"I thank you from the bottom of my heart!" I cried; "—from the depths of a heart the emotions of which are entirely and exclusively of scientific origin!"

In the impulse of the moment I held out my hand; she laid hers in it with charming diffidence.

"Yours is the discovery," I said. "Yours shall be the glory. Fame shall crown you; and perhaps if there remains any reflected light in the form of a by-product, some modest and negligible little ray may chance to illuminate me."

Surprised and deeply moved by my eloquence, I bent over her hand and saluted it with my lips.

She thanked me. Her pretty face was rosy.

It appeared that she had three cows to milk, new-laid eggs to gather, and the construction of some fresh butter to be accomplished.

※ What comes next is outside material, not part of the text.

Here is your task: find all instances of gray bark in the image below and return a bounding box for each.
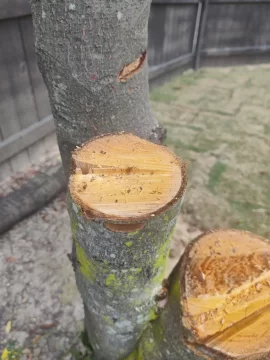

At the bars of the grassy pasture slope she dropped me a curtsey, declining very shyly to let me carry her lacteal paraphernalia.

So I continued on to the bungalow garden, where Blythe sat on a camp stool under a green umbrella, painting a picture of something or other.

"Mr. Blythe!" I cried, striving to subdue my enthusiasm. "The eyes of the scientific world are now open upon this house! The searchlight of Fame is about to be turned upon you—"

"I prefer privacy," he interrupted. "That's why I came here. I'll be obliged if you'll turn off that searchlight."